Vasily himself says that at that moment he remembered his exploits of the kids’ hockey times and decided to save the team. However, in his early years, he was often scolded because of these attempts, asking him to share the puck more. At the Hlinka Gretzky Cup, Podkolzin was the top scorer in the tournament with 11 (8+3) points and captained Team Russia to a bronze medal.
“In 2014 I moved from the White Bears to Vityaz, bringing some players with me,” Dekin goes on. “Of course, Vasily was in the first line. He already was a leader. But only on the ice, not in the locker room. But in his last year of school hockey, he grew up a lot and became wiser. It happened that after my speech in the locker room he would ask me to leave to have a short speech himself.”
Podkolzin has now a chance to play at the World Juniors this season. Team Russia head coach Valeri Bragin traditionally prefers icing the most experienced players available, but he is also never scared to call up the exceptionally talented guys, no matter their age. In November, Podkolzin lined up for Team Russia U20 at the Four Nations tournament.
Podkolzin didn’t play a single game for Vityaz, and before the Hlinka Gretzky Cup, he moved to SKA. Even if he had many offers from North America, he decided to keep playing at home.
“In his last year in kids’ hockey, Podkolzin was often called to Canada and the USA, but I advised him to stay in Russia,” Dekin says. “There are way too many examples of good players who move there at 16-17 and then get lost. At home, it’ll be easier for Vasily: His family is close, and the coaches talk his language.”
Vasily agreed with his coach and accepted to stay in Russia. He considered all the pros and cons and decided that it would have been hard to adapt to an entirely new world and culture.
His possible move to SKA gave him much to think. However, he couldn’t miss the opportunity to take advantage of a great chance to improve within a structured and well-working system. Podkolzin has an opportunity to play with three different teams: SKA in the KHL, SKA-Neva in the VHL, and SKA-1946 in the JHL. In just a few months at his new team, Vasily managed to play in all leagues.
One goal in six VHL games and five in ten JHL games are a great start. But after his debut game in the KHL, his intentions became even more explicit.
“My first game for SKA gave me wings,” Vasily shares his experience. “I want to play even more, but for that, I have to work even harder in practices.”
Right after the game, Podkolzin’s telephone exploded: He got calls and messages from any possible number.
“I got calls from pretty much all the guys who played with me with the 2001-born team,” Podkolzin says with a big smile. “We’re still good friends and follow each other.”

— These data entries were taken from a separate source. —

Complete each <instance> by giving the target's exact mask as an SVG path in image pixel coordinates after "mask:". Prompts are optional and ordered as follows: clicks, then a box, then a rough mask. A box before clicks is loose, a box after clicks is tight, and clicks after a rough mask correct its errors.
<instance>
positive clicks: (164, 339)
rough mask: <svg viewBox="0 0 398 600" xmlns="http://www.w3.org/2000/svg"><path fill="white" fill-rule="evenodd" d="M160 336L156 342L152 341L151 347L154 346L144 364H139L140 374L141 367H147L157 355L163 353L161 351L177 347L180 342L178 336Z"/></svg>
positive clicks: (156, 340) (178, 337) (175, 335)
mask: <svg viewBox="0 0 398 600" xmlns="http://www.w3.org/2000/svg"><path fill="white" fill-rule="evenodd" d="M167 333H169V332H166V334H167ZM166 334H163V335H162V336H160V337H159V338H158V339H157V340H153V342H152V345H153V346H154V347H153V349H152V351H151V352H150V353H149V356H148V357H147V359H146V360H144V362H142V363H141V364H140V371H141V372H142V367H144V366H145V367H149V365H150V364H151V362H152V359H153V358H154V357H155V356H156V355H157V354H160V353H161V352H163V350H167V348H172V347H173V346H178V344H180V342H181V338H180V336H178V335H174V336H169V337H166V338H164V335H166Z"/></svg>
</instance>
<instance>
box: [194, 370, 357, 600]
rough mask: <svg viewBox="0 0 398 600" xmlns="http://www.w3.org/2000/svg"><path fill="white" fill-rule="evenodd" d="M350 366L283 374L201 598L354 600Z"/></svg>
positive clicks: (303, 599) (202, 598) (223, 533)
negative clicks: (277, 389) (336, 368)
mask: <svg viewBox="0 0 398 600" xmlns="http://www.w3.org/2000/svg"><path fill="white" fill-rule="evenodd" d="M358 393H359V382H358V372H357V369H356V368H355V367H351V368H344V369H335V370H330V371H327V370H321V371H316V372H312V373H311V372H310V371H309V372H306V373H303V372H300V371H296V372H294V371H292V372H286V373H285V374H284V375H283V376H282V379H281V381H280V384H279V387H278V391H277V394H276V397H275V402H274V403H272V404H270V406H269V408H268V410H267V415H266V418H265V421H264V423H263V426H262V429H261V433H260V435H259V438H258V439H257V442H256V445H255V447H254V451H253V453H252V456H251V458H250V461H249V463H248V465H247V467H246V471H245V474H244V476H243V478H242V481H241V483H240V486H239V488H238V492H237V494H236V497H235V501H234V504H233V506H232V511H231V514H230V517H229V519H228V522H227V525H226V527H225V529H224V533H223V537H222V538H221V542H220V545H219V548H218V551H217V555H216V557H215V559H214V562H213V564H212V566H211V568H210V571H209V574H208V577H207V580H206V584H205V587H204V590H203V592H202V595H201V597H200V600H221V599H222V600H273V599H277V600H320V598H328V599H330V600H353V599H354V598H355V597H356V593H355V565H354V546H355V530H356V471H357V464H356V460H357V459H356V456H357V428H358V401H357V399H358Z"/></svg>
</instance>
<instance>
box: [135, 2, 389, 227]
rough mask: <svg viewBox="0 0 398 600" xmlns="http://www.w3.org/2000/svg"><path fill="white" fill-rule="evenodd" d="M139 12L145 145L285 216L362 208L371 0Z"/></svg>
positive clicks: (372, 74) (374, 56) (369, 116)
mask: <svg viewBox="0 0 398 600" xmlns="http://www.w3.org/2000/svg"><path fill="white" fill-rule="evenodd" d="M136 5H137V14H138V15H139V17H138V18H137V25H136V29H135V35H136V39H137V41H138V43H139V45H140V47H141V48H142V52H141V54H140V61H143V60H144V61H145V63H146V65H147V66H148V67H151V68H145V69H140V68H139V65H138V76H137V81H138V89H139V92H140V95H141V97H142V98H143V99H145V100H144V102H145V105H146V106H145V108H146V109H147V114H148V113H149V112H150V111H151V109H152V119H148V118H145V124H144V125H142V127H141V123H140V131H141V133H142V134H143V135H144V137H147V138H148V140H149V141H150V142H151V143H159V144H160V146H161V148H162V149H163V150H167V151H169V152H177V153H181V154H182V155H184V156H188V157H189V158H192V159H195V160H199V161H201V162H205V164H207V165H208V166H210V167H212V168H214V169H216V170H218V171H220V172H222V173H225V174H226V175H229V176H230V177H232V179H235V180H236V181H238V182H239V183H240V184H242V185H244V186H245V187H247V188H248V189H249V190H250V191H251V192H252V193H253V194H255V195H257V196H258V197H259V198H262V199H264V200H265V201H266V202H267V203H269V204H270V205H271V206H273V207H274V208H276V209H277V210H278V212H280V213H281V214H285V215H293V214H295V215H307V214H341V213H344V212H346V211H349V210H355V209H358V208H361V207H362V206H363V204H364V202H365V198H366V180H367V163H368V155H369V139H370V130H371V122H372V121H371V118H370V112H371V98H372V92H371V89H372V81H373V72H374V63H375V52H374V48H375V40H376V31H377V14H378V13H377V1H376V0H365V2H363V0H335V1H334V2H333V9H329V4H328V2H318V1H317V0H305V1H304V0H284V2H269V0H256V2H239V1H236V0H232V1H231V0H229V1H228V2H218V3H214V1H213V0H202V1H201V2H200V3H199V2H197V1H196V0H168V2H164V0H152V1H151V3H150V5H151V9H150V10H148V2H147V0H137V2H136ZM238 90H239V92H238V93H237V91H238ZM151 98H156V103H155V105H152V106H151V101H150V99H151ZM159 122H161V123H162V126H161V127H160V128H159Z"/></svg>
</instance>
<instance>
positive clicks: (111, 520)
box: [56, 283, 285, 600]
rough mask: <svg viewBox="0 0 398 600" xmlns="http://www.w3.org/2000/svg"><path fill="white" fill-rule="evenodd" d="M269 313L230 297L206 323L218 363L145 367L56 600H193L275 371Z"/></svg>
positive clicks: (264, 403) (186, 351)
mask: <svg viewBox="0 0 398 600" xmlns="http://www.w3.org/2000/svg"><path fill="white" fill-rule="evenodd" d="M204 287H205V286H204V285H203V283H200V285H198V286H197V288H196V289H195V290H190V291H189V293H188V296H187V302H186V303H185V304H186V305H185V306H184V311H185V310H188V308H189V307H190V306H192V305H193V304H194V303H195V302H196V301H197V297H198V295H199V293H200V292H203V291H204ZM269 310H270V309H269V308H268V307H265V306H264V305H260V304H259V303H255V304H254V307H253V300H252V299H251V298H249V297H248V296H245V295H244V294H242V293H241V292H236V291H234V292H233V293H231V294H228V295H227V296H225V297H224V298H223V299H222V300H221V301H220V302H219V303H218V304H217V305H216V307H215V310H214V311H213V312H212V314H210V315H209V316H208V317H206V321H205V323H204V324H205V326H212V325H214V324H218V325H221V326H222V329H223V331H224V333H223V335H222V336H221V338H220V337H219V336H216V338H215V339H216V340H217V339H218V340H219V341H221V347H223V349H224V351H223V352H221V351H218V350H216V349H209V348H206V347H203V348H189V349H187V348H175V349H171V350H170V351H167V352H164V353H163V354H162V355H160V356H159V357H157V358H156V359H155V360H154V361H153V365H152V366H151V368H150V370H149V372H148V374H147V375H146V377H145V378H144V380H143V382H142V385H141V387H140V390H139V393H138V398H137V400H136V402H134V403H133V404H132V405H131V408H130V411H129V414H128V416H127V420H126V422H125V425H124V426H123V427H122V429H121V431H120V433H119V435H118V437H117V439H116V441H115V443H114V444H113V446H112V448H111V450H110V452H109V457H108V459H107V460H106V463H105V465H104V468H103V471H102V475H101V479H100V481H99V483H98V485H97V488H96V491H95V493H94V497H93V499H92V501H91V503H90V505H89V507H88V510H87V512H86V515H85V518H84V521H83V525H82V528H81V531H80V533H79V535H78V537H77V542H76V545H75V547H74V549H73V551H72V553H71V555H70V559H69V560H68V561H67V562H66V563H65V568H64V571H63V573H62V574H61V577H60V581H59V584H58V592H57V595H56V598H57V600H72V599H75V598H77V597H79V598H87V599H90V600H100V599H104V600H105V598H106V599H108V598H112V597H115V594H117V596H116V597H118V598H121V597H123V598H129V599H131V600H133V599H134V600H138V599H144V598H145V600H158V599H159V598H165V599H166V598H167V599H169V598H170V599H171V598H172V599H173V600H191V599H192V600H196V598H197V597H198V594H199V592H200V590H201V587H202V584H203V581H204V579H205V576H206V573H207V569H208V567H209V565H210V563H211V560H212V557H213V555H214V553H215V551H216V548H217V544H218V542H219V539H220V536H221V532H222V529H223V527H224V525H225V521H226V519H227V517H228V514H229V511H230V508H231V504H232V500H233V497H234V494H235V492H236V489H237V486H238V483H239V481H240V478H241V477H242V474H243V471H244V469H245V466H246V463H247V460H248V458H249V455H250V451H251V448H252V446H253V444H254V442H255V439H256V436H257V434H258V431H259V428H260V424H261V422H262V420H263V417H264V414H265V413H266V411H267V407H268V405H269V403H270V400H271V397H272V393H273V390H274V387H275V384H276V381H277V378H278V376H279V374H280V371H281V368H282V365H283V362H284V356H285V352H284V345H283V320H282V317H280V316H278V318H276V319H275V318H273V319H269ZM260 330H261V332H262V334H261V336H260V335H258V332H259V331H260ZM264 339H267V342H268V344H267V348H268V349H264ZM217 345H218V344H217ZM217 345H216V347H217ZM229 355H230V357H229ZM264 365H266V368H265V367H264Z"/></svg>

Oddly enough, he passed his hockey exam before the school one, as he will sustain his Unified State Exam just next year. Podkolzin didn’t stop thinking about his future, quite the opposite, he keeps on thinking about it: “My goal is to study at the Lesgaft University of Physical Education to become a coach.”
Born on June 24, 2001, in Moscow, Russia.
Club career: SKA, SKA-Neva (VHL), SKA-1946 (JHL) – 2018-present.
Achievements: bronze medal at the Hlinka Gretzky Cup.